Les habitants de Trets forment rapidement une communauté. Cette institution est connue dès le début du XIIIe siècle, époque où le seigneur Burgondion d'Agoult confirme certains droits et privilèges aux habitants. Les chefs des familles de Trets se réunissent lors de l'assemblée générale de la communauté, pour désigner leurs représentants (syndics puis consuls).
C'est à cette époque qu'est fondée la chapelle Saint-Martin de Vidols par les moines hospitaliers de l'ordre de Saint-Jean de Jérusalem, sur la route de Peynier, à l'ouest de la ville.
Un faubourg apparaît très vite autour de cette chapelle, et des conflits naissent entre les moines bénédictins du couvent de la Trinité et les Hospitaliers de Saint-Martin.
Mais à la fin du Moyen Age, le faubourg décline et les Hospitaliers délaissent la chapelle.

Au XIVe siècle, la fréquence des guerres et des conflits pousse les habitants à construire un rempart. Il sera plusieurs fois remanié ou reconstruit.
Sur les huit tours et les quatre portes qu'il comprenait, il ne reste que quatre tours et les portails de Saint-Jean (également appelé d'Amont ou de Notre-Dame de Nazareth) et de Pourrières.
Le portail de Puyloubier et celui de Clastre ont été démolis au XIXe siècle.
Fait exceptionnel, une partie du fossé, large de plusieurs mètres, est encore visible depuis le boulevard Vauban.

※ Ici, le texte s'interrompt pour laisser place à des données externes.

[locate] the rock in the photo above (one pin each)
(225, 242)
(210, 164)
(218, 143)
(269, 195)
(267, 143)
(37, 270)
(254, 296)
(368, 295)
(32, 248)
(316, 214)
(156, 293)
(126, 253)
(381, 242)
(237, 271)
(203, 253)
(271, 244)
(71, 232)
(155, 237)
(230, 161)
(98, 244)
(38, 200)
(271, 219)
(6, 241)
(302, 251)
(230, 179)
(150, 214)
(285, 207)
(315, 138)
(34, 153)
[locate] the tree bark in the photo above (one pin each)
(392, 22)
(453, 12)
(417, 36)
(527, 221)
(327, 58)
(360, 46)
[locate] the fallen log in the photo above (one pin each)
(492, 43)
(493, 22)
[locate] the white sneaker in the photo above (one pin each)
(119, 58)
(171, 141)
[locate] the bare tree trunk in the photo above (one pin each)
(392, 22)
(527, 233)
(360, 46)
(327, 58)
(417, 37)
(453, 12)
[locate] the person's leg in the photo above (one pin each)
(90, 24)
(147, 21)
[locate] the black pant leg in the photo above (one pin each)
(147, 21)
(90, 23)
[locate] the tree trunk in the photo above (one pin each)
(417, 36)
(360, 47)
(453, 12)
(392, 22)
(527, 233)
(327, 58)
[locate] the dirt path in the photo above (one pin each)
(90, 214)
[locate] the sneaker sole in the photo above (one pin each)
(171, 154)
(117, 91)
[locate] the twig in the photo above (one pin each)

En 1363, le pape Urbain V, ancien abbé de Saint-Victor, fonde à Trets un studium (ou collège) pontifical destiné à former des juristes pour les institutions pontificales qui se trouvent alors à Avignon. Le studium accueille très vite une centaine d'étudiants. Mais deux ans plus tard, suite à une épidémie de peste en basse Provence, il est transféré à Manosque.

Trets est alors une des villes les plus importantes de Provence. Une communauté juive conséquente y vit également, dans la carreira judicaia, laquelle était dotée d'une synagogue.
Dans cette carreira judicaia, actuelle rue Paul Bert, une grande maison romane du XII ou du XIII siècle est encore bien visible, avec trois portes à arcs brisés, et une baie de fenêtres géminées au premier étage. Si la tradition populaire fait de ce bâtiment la synagogue, il semble plutôt que ce soit la maison d'un riche notable de Trets.


Les Temps Modernes

A partir du XVIe siècle, Trets connait une période de déclin. Au XIVe, le Château d'Arlulfe est définitivement abandonné tant par les seigneurs que par les habitants. Seule y subsiste une cellule d'ermitage qui continue à desservir la chapelle Saint-Michel. De même, le faubourg de Saint-Martin disparaît également. Il ne reste plus que la ville de Trets à proprement parler.

En 1536, l'empereur Charles Quint envahit la Provence. François 1er, roi de France, n'ayant pas les moyens d'arrêter cette invasion, donne l'ordre de la retraite et demande aux habitants de détruire les récoltes et de vider leurs greniers pour empêcher l'ennemi de se ravitailler. Trets refuse d'obéir à cet ordre. Pour faire exécuter la volonté du roi, le maréchal de Bonneval fait pointer deux pièces d'artillerie sur les remparts. Les soldats pénètrent dans les maisons les unes après les autres, détruisent les récoltes, tuent le bétail, vident les greniers. Lorsque les Autrichiens arrivent, ils mettent le feu à quelques maisons. C'est le sac de Trets, appelé "Bassacagi de Tres".

En 1590, pendant les Guerres de Religion, Trets est de nouveau assiégée. Le seigneur d'Ampus, protestant, campe devant la ville. C'est le seigneur de Carcès, catholique, qui vient délivrer la ville. Les deux armées livrent bataille à Peynier dans la nuit du 29 juillet 1590.

C'est au milieu du 16e que les derniers descendants des vicomtes de Marseille vendent la baronnie de Trets à Christophe de Foresta, médecin du roi. Jusqu'au début du XVIIIe siècle, plusieurs co-seigneurs se partagent les droits seigneuriaux sur Trets. Ces co-seigneurs appartiennent aux familles de Foresta, de Covet ou de Gaufridy.
Au 17e, Trets se relève de ses ruines. Des tanneries et des manufactures de drap se développent et y prospèrent. Christophe Veyrier, sculpteur élève de Pierre Puget, fait ouvrir une carrière de marbre à Saint-Jean-du-Puy. Il est l'auteur du retable en marbre de Carrare de l'église paroissiale Notre-Dame-de-Nazareth.